Farmers ’unfairly targeted’ in emissions reduction quest
A South Gippsland beef cattle farmer tells The Australian Ag Podcast the federal government should be asking the gas sector to “tighten its belt”.
Farmers have found themselves the scapegoats for Australia’s methane emissions, despite declining agricultural greenhouse gases, says a Victorian beef farmer.
Farmers for Climate Action member Fergus O’Connor, who runs a beef operation in Victoria’s South Gippsland with wife Deb, told The Australian Ag Podcast farmers were being unfairly targeted for their methane emissions while industries such as the extractive gas industry were given a free pass to carry on as usual.
“I think we (agriculture) are an easy target,” Mr O’Connor said. “Australian methane levels are rising whereas our agricultural methane is going down. What is rising is greenhouse gases from gas extraction in particular.”
Agriculture Minister Murray Watt last week indicated his support for the US global methane pledge, which commits signatories to voluntary actions to reduce methane emissions by 30 per cent from 2020 levels by 2030.

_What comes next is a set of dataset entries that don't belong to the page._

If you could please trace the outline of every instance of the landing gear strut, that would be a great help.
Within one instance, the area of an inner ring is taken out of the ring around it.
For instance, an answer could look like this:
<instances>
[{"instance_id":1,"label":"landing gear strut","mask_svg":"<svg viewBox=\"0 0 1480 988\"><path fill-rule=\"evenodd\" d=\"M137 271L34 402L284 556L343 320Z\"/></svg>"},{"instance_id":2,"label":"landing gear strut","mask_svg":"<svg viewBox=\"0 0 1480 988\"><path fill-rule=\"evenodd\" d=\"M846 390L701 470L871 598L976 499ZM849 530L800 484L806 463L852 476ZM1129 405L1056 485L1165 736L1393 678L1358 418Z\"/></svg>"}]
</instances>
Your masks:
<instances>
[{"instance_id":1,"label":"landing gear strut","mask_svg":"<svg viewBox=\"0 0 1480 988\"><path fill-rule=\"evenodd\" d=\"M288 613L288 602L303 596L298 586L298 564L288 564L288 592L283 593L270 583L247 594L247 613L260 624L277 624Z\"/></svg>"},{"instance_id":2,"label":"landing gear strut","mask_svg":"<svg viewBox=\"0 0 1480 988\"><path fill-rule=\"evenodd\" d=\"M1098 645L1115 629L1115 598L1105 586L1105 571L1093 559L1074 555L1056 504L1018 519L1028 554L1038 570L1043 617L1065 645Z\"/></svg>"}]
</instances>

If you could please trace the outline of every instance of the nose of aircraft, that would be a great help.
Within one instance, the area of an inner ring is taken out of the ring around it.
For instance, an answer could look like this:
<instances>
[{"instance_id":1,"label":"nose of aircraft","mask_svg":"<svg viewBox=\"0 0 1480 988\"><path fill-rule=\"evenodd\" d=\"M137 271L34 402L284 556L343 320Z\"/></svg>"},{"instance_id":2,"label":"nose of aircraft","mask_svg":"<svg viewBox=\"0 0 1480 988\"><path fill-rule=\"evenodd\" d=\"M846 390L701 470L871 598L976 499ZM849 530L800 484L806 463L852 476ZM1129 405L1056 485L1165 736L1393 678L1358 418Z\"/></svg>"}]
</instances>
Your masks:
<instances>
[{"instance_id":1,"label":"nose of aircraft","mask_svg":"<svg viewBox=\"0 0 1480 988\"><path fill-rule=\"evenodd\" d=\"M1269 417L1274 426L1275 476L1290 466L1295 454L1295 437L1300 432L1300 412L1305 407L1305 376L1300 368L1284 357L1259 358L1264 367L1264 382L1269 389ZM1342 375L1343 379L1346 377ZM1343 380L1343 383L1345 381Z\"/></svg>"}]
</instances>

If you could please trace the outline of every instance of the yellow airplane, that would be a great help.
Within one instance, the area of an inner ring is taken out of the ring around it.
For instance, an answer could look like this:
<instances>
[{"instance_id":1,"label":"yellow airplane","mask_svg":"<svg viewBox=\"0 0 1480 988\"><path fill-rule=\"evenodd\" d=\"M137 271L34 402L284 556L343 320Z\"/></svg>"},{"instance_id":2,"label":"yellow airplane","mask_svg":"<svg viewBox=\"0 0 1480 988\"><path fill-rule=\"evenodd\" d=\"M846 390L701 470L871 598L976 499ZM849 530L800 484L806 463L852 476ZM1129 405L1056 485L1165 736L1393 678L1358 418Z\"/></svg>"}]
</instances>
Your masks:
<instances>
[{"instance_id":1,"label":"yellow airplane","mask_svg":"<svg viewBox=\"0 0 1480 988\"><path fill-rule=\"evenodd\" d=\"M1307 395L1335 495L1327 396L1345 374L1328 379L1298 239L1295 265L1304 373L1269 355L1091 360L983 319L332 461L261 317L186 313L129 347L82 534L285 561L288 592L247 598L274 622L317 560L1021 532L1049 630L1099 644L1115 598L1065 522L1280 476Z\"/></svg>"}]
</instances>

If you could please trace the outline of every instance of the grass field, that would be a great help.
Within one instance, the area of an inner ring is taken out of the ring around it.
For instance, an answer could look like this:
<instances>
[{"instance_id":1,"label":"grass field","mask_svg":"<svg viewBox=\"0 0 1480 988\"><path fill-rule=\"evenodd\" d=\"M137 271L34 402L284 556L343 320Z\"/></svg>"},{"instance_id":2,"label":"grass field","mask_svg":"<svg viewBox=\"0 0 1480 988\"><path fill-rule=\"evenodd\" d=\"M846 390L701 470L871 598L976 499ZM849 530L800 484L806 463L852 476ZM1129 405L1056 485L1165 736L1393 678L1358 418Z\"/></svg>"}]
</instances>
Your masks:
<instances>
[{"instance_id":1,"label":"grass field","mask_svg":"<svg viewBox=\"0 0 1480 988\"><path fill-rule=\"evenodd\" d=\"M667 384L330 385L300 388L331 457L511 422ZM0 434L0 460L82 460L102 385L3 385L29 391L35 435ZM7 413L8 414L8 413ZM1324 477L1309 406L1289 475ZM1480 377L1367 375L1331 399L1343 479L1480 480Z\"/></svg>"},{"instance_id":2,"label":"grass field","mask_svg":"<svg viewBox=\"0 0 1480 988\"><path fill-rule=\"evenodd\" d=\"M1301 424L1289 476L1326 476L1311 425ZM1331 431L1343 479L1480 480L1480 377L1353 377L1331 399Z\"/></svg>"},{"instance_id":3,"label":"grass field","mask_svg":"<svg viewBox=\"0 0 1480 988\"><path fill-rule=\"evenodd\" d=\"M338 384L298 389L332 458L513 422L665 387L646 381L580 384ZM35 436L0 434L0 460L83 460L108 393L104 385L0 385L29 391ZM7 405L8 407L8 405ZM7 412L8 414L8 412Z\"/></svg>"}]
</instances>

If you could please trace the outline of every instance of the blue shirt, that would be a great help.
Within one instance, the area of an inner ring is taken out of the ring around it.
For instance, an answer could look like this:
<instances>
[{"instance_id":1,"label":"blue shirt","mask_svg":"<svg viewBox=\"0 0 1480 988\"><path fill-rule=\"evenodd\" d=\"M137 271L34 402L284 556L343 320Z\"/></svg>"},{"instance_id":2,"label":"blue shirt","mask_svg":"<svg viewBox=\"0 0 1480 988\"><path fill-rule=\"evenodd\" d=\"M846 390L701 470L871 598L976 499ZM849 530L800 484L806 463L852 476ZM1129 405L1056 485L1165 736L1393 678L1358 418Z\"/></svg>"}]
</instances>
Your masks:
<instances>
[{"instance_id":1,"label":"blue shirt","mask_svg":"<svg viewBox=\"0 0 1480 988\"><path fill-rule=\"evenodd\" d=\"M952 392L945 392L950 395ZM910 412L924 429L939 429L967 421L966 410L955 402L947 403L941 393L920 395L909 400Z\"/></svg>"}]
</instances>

Senator Watt said he had been consulting with farmers and farming lobby groups including the National Farmers’ Federation, Meat and Livestock Australia and Farmers for Climate Action “for some time” about his government’s intention to sign up to the agreement.
The O’Connors have planted 19,000 trees on their farm and introduced a mixed species of grasses, which has enabled them to turn off cattle earlier, therefore reducing methane emissions.
Mr O’Connor said farmers were being unfairly targeted for their emissions, ignoring years of work the sector had done to reduce its carbon footprint.
According to the National Farmers’ Federation, Between 1996 and 2016 agriculture has reduced its greenhouse gas emissions intensity by 63 per cent.
By contrast, the Australian Conservation Foundation found greenhouse gas emissions from gas and oil extraction in Australia rose 20 per cent between 2016 and 2021.
“But the federal government have said they don’t want to make the gas industry tighten their belts, they want farmers to do it, which is pretty unfair when you consider the fugitive emissions from gas alone – that is just leaking gas from their gas wells and their pipes – is equivalent to half the total emissions of greenhouses gases that agriculture produces,” Mr O’Connor said.
“To steer away from the gas industry and the fossil fuel industry and ask farmers to carry the can for them is pretty rude really. Something that gets up my nose in particular is that we subsidise the fossil fuel industry for billions and billions of dollars a year, and farmers don’t get subsidies – we are not like Europeans or Americans who actually survive on their subsidies. We’ve got to stand on our own two feet and now we are being asked to carry the fossil fuel industry as well.”